Realizzato grazie alle donazioni del 5×1000, il Pajjàru non è solo un manufatto architettonico, ma altresì un frammento di memoria collettiva. Durante l’inaugurazione, l’Archeoclub ha illustrato alla cittadinanza le fasi del recupero ed il valore culturale dell’opera; la visita guidata ha, poi, permesso ai partecipanti di riscoprire tecniche costruttive antiche, gesti quotidiani della vita contadina e un modo di abitare che per secoli ha definito l’identità delle comunità rurali calabresi.

Il valore strategico
Il Pajjàru è così diventato un luogo di narrazione, capace di mettere in dialogo la memoria degli anziani con la curiosità delle nuove generazioni. E, in un momento in cui molti piccoli centri affrontano spopolamento e perdita delle tradizioni, iniziative come questa assumono un valore strategico. Oltretutto, il recupero del Pajjàru non è solo tutela architettonica, ma altresì un gesto di comunità, un invito a riconoscersi in una storia condivisa e a rafforzare il legame col territorio.

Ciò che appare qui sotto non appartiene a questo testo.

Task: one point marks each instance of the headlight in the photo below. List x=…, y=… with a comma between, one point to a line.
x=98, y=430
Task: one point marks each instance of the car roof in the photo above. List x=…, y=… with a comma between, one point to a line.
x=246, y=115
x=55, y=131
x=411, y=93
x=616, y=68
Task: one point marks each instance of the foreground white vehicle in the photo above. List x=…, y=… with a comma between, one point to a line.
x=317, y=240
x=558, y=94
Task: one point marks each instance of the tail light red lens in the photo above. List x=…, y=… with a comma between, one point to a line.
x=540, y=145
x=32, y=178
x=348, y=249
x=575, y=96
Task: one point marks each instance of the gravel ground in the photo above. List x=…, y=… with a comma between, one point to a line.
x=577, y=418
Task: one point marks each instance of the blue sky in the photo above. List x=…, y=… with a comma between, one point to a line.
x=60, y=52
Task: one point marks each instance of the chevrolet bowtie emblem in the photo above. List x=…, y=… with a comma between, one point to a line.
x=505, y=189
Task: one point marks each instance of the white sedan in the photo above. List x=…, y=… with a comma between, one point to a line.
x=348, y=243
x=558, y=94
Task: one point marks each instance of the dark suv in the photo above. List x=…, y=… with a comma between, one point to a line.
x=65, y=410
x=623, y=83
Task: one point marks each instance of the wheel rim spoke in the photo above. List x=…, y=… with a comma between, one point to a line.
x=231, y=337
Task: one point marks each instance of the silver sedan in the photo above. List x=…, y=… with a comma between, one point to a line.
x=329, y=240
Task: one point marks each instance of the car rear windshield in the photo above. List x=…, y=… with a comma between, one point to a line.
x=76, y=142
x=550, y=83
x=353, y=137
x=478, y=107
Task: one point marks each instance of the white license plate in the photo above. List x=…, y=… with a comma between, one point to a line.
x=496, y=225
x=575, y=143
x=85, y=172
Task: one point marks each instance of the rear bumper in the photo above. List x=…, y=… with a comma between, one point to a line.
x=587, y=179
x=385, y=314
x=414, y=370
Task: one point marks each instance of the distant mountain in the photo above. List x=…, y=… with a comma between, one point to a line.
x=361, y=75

L’Archeoclub Armos, guidato da Nicola Mandaradoni, conferma così il proprio ruolo di presidio culturale, trasformando un simbolo del passato in un’opportunità per il futuro. Insomma, il Pajjàru non è un monumento da osservare in silenzio: è un racconto aperto, un luogo che torna a parlare attraverso chi lo visita, lo studia, lo fotografa e lo tramanda. Un frammento di storia che, grazie all’impegno della comunità e dell’amministrazione comunale, continuerà a vivere e a generare significato.